The protagonist of David Marquez and R.J. Ryan's new graphic novel has revolutionized the way society lives once.
In the pages of the pair's latest collaboration, a three-year project that embraces anaglyph 3-D, the duo tells the story of George Joyner and how his pride, conceit and hubris lead to the loss of everything he's achieved as he completes his second technological breakthrough in a society far advanced yet seemingly emotionally stunted, too.
Marquez and Ryan's 128-page hardcover, "The Joyners in 3-D," was released Wednesday by Archaia, an imprint of BOOM! Studios. It melds a utopian future with a dysfunctional family and a dose of corporate espionage for good measure, too.
Marquez called the book, which includes blue-red glasses to see the 3-D effects, a labor of love for him and Ryan, who worked together on Archaia's "Syndrome," and a chance to pay homage to a genre that has largely been overlooked in recent years.
"When we first started discussing this book, we talked about how there really hasn't been a strong, dramatic graphic novel done in 3-D," he said. "We wanted to see one, but as there weren't any, we had to do it ourselves."
Ryan noted that the title is more than just a reference to its presentation.
"To call a book 'The Joyners in 3D' means we're not just promising 3-D effects, we're promising three dimensional characterization, in the writing and the art," he said.
Learning to write, and draw, for a 3-D story took some adjusting, as did bringing it to fruition.

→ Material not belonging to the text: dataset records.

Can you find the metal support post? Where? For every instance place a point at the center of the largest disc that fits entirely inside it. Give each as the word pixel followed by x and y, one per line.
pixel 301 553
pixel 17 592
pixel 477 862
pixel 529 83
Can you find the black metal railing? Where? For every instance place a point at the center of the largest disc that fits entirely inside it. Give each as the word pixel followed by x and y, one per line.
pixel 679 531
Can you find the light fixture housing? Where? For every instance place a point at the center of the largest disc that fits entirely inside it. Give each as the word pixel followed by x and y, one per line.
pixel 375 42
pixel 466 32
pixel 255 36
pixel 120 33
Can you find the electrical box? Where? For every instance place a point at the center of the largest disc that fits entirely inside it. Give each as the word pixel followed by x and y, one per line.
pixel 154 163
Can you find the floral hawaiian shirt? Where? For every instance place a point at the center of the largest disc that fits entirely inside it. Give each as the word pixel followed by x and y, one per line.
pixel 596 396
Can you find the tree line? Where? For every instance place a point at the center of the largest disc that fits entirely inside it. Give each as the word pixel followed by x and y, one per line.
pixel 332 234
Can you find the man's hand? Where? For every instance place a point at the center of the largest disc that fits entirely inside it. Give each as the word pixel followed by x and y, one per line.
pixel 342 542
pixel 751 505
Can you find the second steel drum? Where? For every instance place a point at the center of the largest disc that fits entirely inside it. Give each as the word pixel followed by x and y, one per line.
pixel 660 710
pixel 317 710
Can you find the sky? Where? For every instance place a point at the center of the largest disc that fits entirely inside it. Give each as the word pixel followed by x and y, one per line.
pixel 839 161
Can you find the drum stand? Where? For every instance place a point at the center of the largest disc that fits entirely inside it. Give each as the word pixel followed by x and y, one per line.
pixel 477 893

There was historical research, too. And Marquez went with a decidedly different art style.
"I drew 'The Joyners in 3D' in a very different style than my mainstream work at Marvel, and this was a conscious decision," he said. "I wanted to lean more into a cartoony, graphic style and see if I could still deliver a strong, emotional story."
Ryan said they took a calculated risk in developing the graphic novel.

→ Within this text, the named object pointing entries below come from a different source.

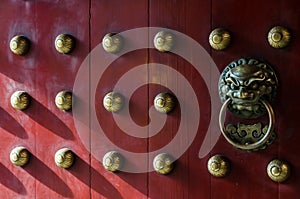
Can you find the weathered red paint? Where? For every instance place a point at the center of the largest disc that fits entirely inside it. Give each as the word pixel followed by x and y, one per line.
pixel 43 72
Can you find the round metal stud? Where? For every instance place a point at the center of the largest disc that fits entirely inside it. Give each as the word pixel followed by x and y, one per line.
pixel 163 163
pixel 64 43
pixel 20 100
pixel 113 102
pixel 278 170
pixel 112 43
pixel 19 45
pixel 63 100
pixel 164 41
pixel 218 166
pixel 279 37
pixel 112 161
pixel 19 156
pixel 64 158
pixel 164 102
pixel 219 39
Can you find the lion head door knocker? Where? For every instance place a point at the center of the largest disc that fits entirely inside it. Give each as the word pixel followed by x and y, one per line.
pixel 247 88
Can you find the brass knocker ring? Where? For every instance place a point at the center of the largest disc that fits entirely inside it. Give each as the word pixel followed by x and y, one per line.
pixel 248 146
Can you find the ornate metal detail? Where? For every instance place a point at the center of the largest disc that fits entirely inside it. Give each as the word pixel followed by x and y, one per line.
pixel 247 144
pixel 218 166
pixel 248 134
pixel 113 161
pixel 164 41
pixel 278 170
pixel 19 156
pixel 219 39
pixel 247 82
pixel 163 163
pixel 112 43
pixel 279 37
pixel 19 45
pixel 64 158
pixel 63 100
pixel 20 100
pixel 164 102
pixel 113 102
pixel 64 43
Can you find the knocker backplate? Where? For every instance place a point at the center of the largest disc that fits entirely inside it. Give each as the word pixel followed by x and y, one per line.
pixel 247 82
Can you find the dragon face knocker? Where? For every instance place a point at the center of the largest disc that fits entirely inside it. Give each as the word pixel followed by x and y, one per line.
pixel 246 82
pixel 246 88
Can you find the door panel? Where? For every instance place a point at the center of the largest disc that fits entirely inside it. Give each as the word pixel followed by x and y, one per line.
pixel 189 179
pixel 17 128
pixel 248 178
pixel 117 17
pixel 56 72
pixel 44 129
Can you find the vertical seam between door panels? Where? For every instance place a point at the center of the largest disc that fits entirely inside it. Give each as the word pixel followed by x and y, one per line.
pixel 90 147
pixel 211 55
pixel 35 84
pixel 148 94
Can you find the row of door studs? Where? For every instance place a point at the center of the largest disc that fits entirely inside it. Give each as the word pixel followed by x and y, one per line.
pixel 219 39
pixel 163 163
pixel 112 102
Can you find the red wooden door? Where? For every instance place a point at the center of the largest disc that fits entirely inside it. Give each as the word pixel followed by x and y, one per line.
pixel 138 71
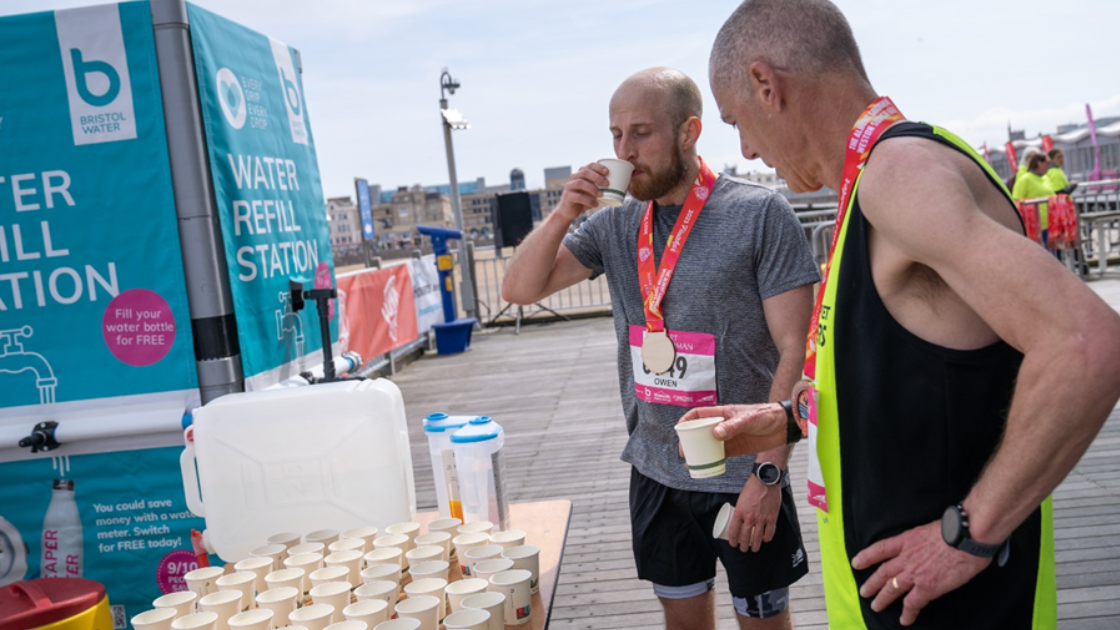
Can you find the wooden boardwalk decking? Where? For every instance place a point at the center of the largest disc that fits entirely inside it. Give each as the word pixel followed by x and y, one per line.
pixel 556 390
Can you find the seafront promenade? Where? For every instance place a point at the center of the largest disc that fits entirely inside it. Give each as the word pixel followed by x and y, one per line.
pixel 554 388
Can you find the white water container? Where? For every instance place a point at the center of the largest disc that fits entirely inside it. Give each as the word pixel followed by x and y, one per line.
pixel 325 456
pixel 482 472
pixel 439 427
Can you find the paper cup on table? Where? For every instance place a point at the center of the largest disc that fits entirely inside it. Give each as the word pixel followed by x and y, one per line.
pixel 467 620
pixel 514 585
pixel 494 603
pixel 281 601
pixel 243 582
pixel 463 589
pixel 252 620
pixel 702 453
pixel 464 543
pixel 315 617
pixel 422 608
pixel 335 594
pixel 182 602
pixel 273 552
pixel 722 521
pixel 350 559
pixel 507 538
pixel 370 611
pixel 526 557
pixel 382 590
pixel 382 572
pixel 201 581
pixel 617 182
pixel 428 586
pixel 291 577
pixel 481 554
pixel 440 539
pixel 196 621
pixel 325 536
pixel 156 619
pixel 260 567
pixel 224 604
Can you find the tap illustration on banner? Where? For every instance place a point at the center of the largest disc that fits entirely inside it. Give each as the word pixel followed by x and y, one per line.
pixel 15 360
pixel 289 322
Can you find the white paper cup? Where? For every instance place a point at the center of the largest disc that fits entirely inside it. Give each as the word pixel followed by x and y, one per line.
pixel 702 453
pixel 182 602
pixel 223 603
pixel 514 585
pixel 351 559
pixel 309 547
pixel 494 603
pixel 260 567
pixel 481 554
pixel 507 538
pixel 476 527
pixel 421 608
pixel 365 535
pixel 486 568
pixel 370 611
pixel 335 594
pixel 252 620
pixel 441 539
pixel 432 568
pixel 464 543
pixel 242 581
pixel 429 586
pixel 617 182
pixel 196 621
pixel 281 601
pixel 291 577
pixel 381 572
pixel 467 620
pixel 383 590
pixel 526 557
pixel 274 552
pixel 315 617
pixel 325 536
pixel 201 581
pixel 156 619
pixel 463 589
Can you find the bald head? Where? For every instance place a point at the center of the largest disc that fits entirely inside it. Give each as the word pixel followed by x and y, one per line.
pixel 673 91
pixel 802 37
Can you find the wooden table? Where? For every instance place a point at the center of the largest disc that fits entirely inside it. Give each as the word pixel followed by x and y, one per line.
pixel 546 525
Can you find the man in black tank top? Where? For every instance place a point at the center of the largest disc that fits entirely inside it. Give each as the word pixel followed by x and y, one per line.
pixel 948 396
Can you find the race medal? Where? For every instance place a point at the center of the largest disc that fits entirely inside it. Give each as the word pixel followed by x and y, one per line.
pixel 658 352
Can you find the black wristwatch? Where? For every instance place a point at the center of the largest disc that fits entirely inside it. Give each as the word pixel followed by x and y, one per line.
pixel 767 472
pixel 954 530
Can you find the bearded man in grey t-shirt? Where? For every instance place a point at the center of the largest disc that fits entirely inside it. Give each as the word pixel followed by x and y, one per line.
pixel 736 308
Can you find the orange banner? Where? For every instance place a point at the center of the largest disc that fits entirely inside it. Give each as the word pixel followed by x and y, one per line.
pixel 380 311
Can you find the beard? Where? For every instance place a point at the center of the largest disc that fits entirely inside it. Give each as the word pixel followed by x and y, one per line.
pixel 658 184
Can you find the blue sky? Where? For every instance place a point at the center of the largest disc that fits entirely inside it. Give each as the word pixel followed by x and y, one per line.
pixel 537 76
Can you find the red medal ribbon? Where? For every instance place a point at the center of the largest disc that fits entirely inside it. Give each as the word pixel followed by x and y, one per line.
pixel 655 281
pixel 880 114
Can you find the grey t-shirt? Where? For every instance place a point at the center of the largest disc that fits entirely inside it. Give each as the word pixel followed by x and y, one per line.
pixel 747 246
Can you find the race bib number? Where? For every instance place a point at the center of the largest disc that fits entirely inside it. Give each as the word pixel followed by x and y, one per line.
pixel 690 382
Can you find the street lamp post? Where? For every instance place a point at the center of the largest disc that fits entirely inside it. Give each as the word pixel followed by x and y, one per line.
pixel 453 119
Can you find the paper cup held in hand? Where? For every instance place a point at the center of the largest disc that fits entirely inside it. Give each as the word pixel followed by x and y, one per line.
pixel 702 453
pixel 617 182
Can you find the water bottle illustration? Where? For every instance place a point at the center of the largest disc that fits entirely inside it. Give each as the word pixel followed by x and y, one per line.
pixel 62 534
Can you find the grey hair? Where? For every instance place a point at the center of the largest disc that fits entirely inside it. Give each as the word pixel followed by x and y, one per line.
pixel 804 37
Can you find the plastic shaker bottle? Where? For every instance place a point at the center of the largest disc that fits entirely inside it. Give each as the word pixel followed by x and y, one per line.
pixel 439 427
pixel 482 472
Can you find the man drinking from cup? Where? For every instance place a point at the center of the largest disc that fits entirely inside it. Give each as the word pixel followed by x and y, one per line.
pixel 711 281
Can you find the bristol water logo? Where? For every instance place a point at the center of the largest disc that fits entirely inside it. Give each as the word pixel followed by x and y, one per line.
pixel 232 98
pixel 96 68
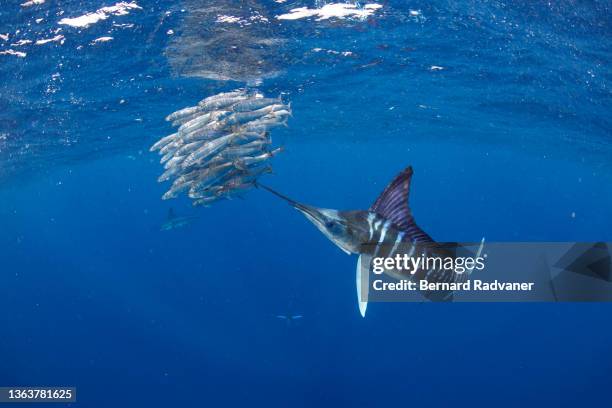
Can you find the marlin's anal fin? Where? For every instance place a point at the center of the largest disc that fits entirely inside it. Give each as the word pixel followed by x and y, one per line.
pixel 361 281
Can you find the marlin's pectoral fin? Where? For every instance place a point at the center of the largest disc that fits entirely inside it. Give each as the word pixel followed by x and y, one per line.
pixel 361 280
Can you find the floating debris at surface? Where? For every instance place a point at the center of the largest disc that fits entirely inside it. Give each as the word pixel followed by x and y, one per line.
pixel 222 145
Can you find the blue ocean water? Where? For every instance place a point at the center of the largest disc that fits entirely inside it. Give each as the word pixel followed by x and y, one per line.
pixel 502 108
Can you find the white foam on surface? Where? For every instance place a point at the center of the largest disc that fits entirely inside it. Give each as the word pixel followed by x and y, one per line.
pixel 102 39
pixel 120 9
pixel 254 18
pixel 58 38
pixel 333 10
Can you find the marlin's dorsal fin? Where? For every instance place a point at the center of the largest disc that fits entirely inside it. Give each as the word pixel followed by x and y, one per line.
pixel 392 205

"Neither of us had ever tried 3-D anything before. We knew going into the book we'd have to teach it to ourselves," said Ryan. "It was like going to graduate school but all you're reading are badly-printed western comics from the 1950's. David and I immediately saw hundreds of little details and graphical elements of the old-timey 3-D comics that we could address, update and improve upon."

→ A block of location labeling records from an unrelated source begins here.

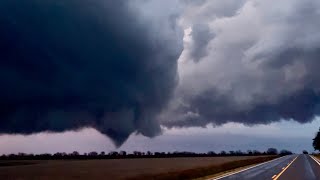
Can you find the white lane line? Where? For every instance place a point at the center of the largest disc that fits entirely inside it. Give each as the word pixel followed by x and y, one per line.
pixel 316 160
pixel 230 174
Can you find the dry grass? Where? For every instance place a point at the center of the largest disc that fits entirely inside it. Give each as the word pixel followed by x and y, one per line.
pixel 173 168
pixel 204 171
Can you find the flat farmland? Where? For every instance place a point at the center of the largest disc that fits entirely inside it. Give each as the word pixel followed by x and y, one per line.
pixel 106 169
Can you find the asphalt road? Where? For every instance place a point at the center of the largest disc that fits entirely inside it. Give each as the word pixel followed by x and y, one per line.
pixel 293 167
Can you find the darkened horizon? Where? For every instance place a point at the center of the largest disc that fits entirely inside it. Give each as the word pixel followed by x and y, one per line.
pixel 158 75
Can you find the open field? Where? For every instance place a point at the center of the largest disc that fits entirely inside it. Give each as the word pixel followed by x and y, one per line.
pixel 112 169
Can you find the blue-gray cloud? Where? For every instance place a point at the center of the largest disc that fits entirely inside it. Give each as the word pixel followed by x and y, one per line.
pixel 70 64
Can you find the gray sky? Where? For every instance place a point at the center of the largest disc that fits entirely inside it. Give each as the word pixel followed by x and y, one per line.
pixel 159 75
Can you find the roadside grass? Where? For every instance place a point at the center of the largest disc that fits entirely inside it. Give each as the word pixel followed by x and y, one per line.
pixel 204 171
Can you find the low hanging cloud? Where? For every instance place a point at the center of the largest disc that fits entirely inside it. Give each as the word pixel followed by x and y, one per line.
pixel 66 65
pixel 260 67
pixel 116 65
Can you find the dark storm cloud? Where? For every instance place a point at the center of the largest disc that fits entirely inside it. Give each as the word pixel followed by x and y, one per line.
pixel 71 64
pixel 201 36
pixel 261 67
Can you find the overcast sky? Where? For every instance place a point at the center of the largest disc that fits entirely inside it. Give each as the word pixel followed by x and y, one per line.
pixel 159 75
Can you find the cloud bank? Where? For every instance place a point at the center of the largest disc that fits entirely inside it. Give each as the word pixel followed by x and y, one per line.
pixel 116 65
pixel 260 67
pixel 72 64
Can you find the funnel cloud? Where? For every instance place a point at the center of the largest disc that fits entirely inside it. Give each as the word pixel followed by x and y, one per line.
pixel 126 67
pixel 72 64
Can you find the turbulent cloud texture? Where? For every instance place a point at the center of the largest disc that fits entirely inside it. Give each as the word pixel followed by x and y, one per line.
pixel 261 66
pixel 113 65
pixel 72 64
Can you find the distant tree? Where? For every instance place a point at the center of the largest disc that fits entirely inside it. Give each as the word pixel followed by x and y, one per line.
pixel 123 153
pixel 223 153
pixel 75 153
pixel 256 152
pixel 272 151
pixel 93 153
pixel 211 153
pixel 316 141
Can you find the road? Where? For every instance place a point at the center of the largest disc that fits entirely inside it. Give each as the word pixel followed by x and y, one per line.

They worked with artist Tara Rhymes to develop a new conversion technique and the result, said Marquez, "resulted in a surprising 3-D effect unlike anything we had seen before."
The end result, said Ryan, is a story that shows the earnestness of 3-D as a medium and not a novelty.
"This is a story that takes the storytelling potential of 3-D extremely seriously," he said. "That's the message we've been trying to get out."